FBXL5 targets cortactin for ubiquitination-mediated destruction to regulate gastric cancer cell migration

Author(s)

Cen, G; Ding, HH; Liu, B; Wu, WD

Year

2014

Is Peer Reviewed?

Journal

Tumor Biology
ISSN: 1010-4283
EISSN: 1423-0380

Volume

Issue

Page Numbers

8633-8638

Language

English

PMID

24867096

DOI

10.1007/s13277-014-2104-9

Web of Science Id

WOS:000343662000033

Relationship(s)

has retraction 4098513 Retraction Note to multiple articles in Tumor Biology

Abstract

Cortactin, an actin-interacting protein, is implicated in cytoskeletal architecture and often amplified in several types of cancer including gastric adenocarcinomas.

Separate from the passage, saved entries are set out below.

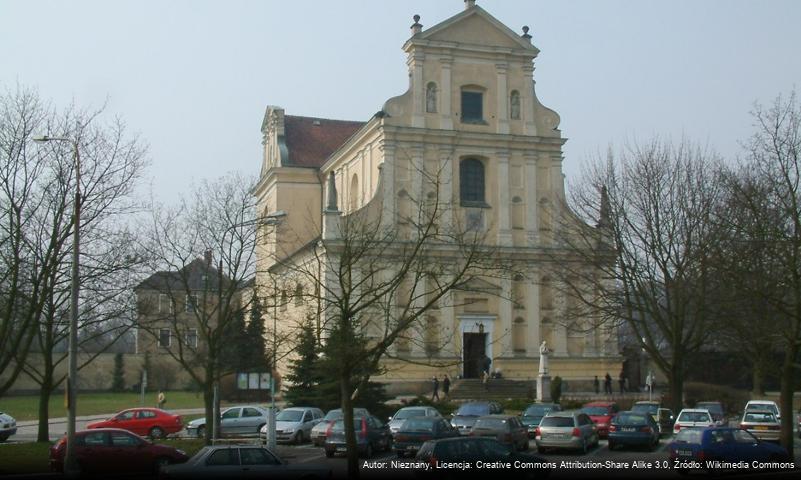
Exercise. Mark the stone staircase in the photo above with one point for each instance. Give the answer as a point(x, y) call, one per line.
point(497, 389)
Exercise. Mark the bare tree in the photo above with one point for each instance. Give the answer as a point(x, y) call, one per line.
point(202, 258)
point(376, 279)
point(769, 186)
point(649, 254)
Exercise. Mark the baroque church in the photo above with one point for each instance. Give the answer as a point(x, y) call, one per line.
point(472, 113)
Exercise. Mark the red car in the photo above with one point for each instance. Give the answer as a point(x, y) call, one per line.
point(601, 413)
point(114, 451)
point(150, 422)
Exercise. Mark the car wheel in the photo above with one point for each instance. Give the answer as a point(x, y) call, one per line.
point(156, 433)
point(160, 463)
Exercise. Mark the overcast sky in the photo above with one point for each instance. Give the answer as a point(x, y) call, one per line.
point(193, 78)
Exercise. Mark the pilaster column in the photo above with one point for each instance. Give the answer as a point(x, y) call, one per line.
point(532, 202)
point(446, 165)
point(504, 333)
point(527, 98)
point(502, 98)
point(415, 63)
point(445, 93)
point(387, 179)
point(504, 219)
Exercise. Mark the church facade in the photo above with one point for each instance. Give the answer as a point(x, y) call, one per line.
point(471, 113)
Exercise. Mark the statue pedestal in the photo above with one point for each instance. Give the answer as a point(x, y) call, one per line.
point(544, 388)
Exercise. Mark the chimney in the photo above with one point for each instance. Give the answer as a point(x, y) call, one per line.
point(416, 27)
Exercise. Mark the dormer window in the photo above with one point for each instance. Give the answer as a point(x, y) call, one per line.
point(472, 106)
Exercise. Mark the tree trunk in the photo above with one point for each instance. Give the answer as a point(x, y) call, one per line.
point(45, 390)
point(347, 420)
point(208, 404)
point(786, 400)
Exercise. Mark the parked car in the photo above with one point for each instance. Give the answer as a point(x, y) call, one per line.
point(8, 426)
point(601, 413)
point(762, 424)
point(415, 431)
point(114, 451)
point(716, 410)
point(468, 413)
point(151, 422)
point(693, 418)
point(473, 449)
point(320, 431)
point(241, 461)
point(723, 444)
point(241, 420)
point(507, 429)
point(401, 415)
point(662, 416)
point(764, 405)
point(633, 429)
point(293, 425)
point(371, 436)
point(566, 430)
point(533, 414)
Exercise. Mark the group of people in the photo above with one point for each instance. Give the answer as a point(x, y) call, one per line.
point(446, 386)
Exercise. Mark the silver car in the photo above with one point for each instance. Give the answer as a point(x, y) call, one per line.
point(566, 430)
point(293, 425)
point(8, 426)
point(401, 415)
point(241, 420)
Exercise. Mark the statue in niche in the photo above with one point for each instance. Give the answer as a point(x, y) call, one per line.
point(514, 102)
point(431, 98)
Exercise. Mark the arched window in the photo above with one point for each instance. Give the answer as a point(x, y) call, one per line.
point(471, 182)
point(514, 105)
point(431, 98)
point(354, 192)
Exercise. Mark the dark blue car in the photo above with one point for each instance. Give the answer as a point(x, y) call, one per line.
point(720, 449)
point(633, 429)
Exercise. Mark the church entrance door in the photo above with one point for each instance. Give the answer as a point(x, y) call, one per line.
point(474, 352)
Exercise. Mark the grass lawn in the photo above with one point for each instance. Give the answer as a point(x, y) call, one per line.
point(21, 458)
point(27, 407)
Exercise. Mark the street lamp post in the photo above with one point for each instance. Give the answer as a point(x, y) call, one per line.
point(70, 465)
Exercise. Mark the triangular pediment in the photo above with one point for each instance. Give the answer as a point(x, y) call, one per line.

Downregulation of cortactin decreases cell migration and invasion. However, how to regulate cortactin in gastric cancer remains largely unknown. Here, we report that FBXL5 interacts with and targets cortactin for ubiquitylation and subsequent proteasomal degradation. Furthermore, we showed that FBXL5-induced cortactin degradation is mediated by extracellular regulated signal kinase (ERK). Serine phosphorylation sites mutant, cortactinS405A/S418A, prevent FBXL5-induced cortactin degradation. Moreover, CortactinS405A/S418A exhibited stronger effects in promoting gastric cancer cell migration when compared to wild-type cortactin. Taken together, our data suggested a novel molecular mechanism for the negative regulation of cortactin by FBXL5 in gastric cancer cells migration.